I am going to analyse micro biome data with the design listed below.
It is an animal trial with pens (SampleGroup) where all the animals in a given pen receive the same treatment. I want to obtain the effect of treatment but need to block out the effect of pen (SampleGroup). How can I achieve this with deseq2 (or other packages) ? So far I have addressed the problem by using pens as the experimental unit. I.e. averaging over all animals in a pen with the use of phyloseq. But are there other and better ways to handle the situation ?
Best regards,
Bjarke
SampleNo Treatment SampleGroup
1 FT0024 T1 G41
2 FT0027 T1 G41
3 FT0026 T1 G41
4 FT0025 T1 G41
5 FT0028 T1 G41
6 FT0033 T1 G44
7 FT0032 T1 G44
8 FT0031 T1 G44
9 FT0029 T1 G44
10 FT0035 T4 G46
11 FT0001 T4 G46
12 FT0037 T4 G46
13 FT0002 T4 G46
14 FT0038 T4 G46
15 FT0034 T4 G46
16 FT0036 T4 G46
17 FT0004 T4 G49
18 FT0006 T4 G49
19 FT0039 T4 G49
20 FT0042 T4 G49
21 FT0040 T4 G49
22 FT0005 T4 G49
23 FT0041 T4 G49
24 FT0003 T4 G49
25 FT0008 T4 G62
26 FT0010 T4 G62
27 FT0044 T4 G62
28 FT0009 T4 G62
29 FT0007 T4 G62
30 FT0046 T4 G62
31 FT0047 T4 G62
32 FT0045 T4 G62
33 FT0043 T4 G62
34 FT0011 T4 G62
35 FT0048 T1 G63
36 FT0013 T1 G63
37 FT0014 T1 G63
38 FT0012 T1 G63
39 FT0015 T1 G67
40 FT0017 T1 G67
41 FT0018 T1 G67
42 FT0016 T1 G67
43 FT0019 T1 G67
44 FT0023 T4 G68
45 FT0021 T4 G68
46 FT0020 T4 G68
47 FT0030 T4 G68
48 FT0022 T4 G68
Thanks for the fast answer Steve. The scenario you describe in the vignette is different than my example. In my pens (types in the vignette) I have only one treatment (condition).
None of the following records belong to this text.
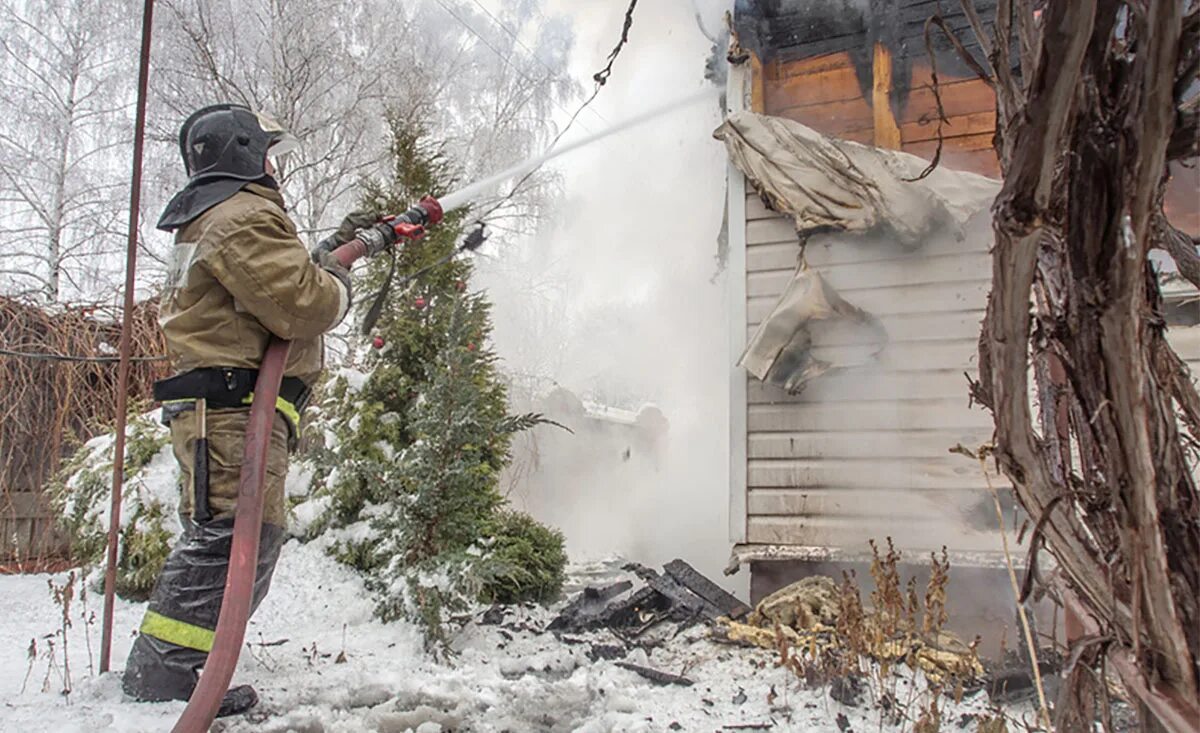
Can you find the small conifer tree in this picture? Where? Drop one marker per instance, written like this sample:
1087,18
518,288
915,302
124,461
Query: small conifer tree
418,448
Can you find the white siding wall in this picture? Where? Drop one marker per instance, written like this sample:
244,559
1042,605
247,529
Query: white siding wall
863,452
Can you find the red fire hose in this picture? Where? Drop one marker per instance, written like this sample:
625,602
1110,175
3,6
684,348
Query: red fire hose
231,630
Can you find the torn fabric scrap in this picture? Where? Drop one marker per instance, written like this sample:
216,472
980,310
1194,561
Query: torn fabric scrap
822,182
781,349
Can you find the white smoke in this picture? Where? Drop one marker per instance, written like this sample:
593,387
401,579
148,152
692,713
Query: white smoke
616,299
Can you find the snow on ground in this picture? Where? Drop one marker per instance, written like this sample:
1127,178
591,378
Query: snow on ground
322,664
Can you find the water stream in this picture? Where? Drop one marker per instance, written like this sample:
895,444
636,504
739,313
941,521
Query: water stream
472,191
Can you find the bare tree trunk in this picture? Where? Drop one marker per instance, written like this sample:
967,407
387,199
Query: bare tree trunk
1084,143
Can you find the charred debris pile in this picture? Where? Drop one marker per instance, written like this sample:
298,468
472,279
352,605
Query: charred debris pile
815,617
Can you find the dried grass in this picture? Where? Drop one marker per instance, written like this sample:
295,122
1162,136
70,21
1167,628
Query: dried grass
49,406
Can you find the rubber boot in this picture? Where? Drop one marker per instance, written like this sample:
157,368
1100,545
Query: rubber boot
177,632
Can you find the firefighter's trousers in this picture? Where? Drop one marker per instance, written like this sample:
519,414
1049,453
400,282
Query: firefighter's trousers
178,629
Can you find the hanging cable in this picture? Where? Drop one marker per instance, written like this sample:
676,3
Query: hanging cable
601,78
533,55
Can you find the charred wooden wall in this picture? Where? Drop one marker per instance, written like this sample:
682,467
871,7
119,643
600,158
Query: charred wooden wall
861,70
864,455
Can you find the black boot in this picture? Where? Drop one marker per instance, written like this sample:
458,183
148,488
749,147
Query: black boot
237,701
184,608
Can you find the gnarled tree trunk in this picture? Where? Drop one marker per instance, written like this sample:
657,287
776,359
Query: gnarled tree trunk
1089,114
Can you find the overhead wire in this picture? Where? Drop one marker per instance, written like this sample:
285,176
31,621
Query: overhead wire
600,78
498,53
514,35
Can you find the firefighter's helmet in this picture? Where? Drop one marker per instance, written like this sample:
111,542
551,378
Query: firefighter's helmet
231,142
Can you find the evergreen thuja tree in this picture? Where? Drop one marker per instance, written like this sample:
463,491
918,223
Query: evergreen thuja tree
413,454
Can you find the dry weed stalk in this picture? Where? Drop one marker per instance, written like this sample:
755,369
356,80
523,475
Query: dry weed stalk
901,626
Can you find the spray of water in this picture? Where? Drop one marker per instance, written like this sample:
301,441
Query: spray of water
466,194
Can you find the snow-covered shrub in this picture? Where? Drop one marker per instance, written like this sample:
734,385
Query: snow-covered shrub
525,560
82,497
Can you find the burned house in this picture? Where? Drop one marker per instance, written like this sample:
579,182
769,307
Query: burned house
858,283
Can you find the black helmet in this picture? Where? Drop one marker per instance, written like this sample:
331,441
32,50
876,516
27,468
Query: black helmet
231,142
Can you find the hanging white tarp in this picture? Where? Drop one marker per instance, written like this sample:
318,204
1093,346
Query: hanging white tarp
822,182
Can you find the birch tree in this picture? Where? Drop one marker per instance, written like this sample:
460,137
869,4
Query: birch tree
65,71
333,72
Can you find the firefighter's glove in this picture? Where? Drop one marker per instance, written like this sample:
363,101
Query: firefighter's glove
352,223
346,232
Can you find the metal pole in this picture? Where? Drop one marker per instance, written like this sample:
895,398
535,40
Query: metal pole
123,378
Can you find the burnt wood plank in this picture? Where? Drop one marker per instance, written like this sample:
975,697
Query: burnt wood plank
690,578
657,676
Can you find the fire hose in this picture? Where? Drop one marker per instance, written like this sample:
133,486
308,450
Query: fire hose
231,631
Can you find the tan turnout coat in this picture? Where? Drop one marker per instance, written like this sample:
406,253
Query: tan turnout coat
240,274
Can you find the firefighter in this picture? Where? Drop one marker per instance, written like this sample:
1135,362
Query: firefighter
238,275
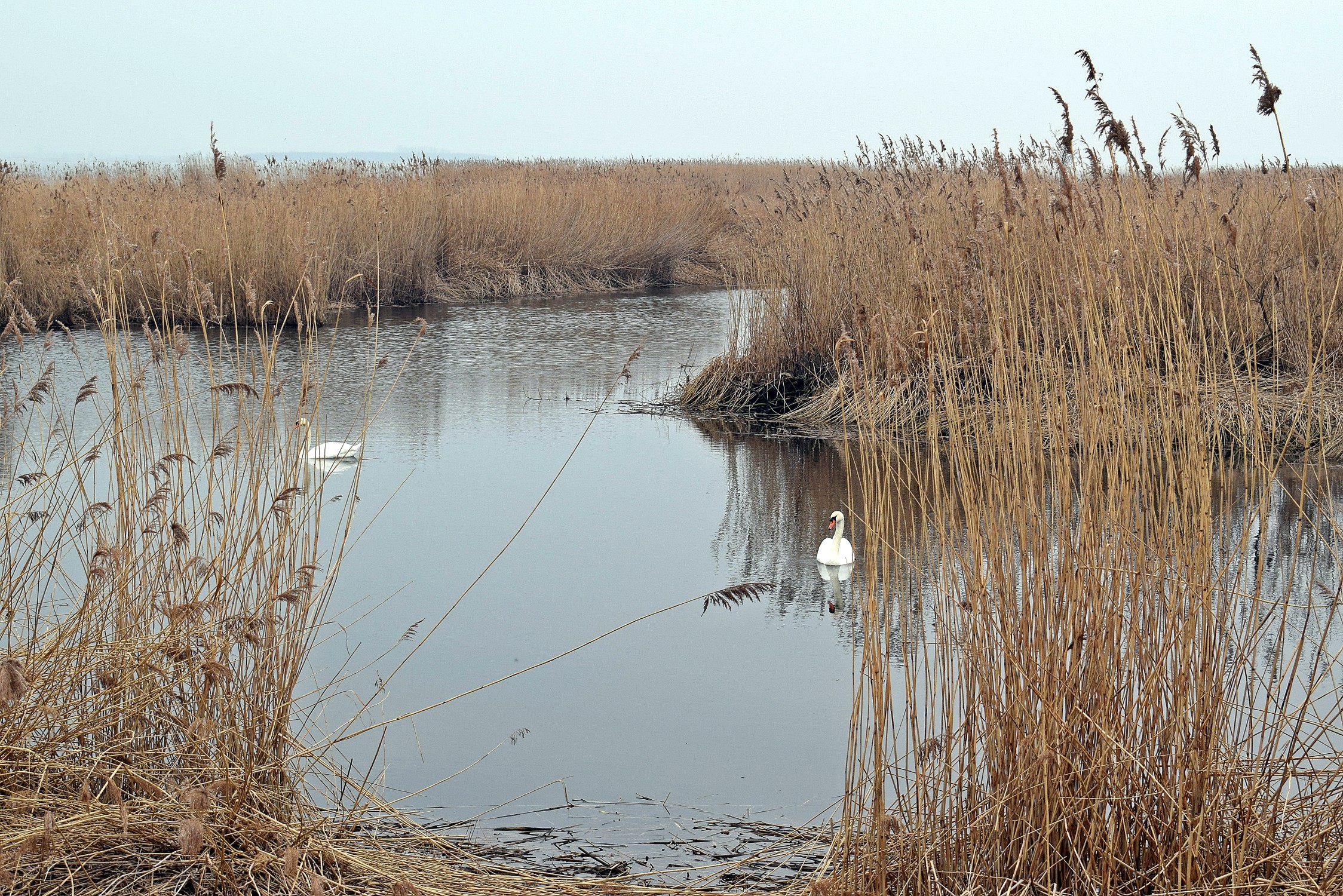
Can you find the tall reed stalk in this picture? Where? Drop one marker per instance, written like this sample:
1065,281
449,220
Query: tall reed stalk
1099,648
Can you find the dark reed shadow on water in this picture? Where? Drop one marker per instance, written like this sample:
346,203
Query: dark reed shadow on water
1130,684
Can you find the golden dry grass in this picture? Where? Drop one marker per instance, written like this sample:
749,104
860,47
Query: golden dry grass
1100,644
268,241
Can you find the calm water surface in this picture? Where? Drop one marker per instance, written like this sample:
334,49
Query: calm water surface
735,713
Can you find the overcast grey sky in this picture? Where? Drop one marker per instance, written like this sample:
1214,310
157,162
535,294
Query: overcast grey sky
673,79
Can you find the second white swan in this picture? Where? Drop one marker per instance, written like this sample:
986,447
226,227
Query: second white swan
327,450
836,550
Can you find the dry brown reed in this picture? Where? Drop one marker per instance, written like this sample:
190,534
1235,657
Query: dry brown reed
1096,656
911,253
165,567
231,238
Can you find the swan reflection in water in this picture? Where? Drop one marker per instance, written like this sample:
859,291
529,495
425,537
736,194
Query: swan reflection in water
835,575
326,468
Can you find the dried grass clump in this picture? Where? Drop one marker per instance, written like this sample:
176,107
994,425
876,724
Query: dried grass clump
163,575
916,265
1097,657
259,242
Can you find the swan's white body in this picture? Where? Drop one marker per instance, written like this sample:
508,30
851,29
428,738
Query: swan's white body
328,450
836,551
841,571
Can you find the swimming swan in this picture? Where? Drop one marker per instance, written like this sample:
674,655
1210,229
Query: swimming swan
327,450
836,550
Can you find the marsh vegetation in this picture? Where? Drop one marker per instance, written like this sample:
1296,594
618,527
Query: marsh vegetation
1087,401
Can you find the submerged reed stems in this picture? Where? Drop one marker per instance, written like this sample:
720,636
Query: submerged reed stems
1099,645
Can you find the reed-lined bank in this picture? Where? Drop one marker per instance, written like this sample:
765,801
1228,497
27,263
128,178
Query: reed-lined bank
1130,679
244,241
916,262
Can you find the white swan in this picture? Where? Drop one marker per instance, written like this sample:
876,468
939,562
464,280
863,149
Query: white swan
836,550
327,450
842,571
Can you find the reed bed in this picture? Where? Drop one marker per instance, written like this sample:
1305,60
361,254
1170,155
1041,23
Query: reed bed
226,238
1099,648
167,564
912,250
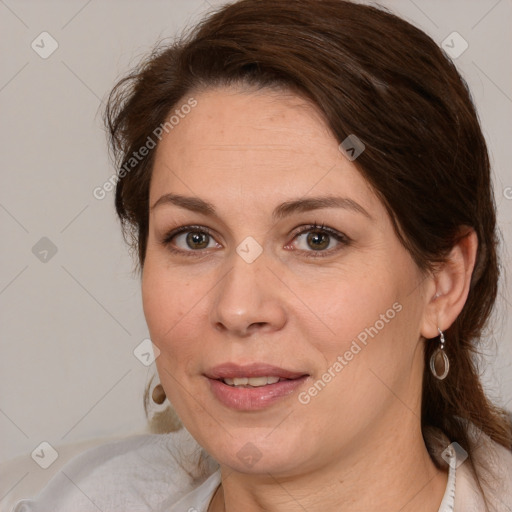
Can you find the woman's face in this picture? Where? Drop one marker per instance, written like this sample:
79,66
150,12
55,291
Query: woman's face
269,256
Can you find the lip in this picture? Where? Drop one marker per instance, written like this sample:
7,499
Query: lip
232,370
253,399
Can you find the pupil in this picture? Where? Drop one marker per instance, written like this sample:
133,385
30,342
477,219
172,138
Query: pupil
196,240
318,241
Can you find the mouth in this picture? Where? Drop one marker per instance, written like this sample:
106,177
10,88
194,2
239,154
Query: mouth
253,387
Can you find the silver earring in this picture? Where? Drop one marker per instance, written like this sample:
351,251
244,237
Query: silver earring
439,362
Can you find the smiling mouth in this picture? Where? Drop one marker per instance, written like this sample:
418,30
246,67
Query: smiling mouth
252,382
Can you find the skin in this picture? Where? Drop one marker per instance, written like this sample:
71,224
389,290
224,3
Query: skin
357,445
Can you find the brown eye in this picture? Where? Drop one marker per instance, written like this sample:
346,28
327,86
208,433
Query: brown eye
318,241
197,240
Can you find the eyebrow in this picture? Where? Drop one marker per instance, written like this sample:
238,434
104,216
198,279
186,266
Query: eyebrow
283,210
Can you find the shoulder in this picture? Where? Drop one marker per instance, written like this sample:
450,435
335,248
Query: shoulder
137,473
493,463
492,471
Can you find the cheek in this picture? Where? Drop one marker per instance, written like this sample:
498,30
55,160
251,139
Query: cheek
171,304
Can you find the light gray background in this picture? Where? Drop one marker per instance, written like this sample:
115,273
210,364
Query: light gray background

When I do as you describe I get this:
Error in DESeqDataSet(se, design = design, ignoreRank) :
the model matrix is not full rank, so the model cannot be fit as specified.
one or more variables or interaction terms in the design formula
are linear combinations of the others and must be removed
The problem is that the experimental design has confounded sample group and treatment. The sample groups associated with treatment T1 do not appear in treatment T4 and vice versa, so you cannot control for sample group and simultaneously estimate the treatment effect.
I recommend in cases like this that people use the duplicateCorrelation() approach within limma + voom, which let's you inform the analysis that certain samples are correlated, in the case that you cannot actually control for these using fixed effect terms due to the confounded design.
Indeed -- yikes, sorry. My brain crisscrossed what my eyes were seeing. Thanks for that.
Many thanks Michael. Really useful ! I will use limma.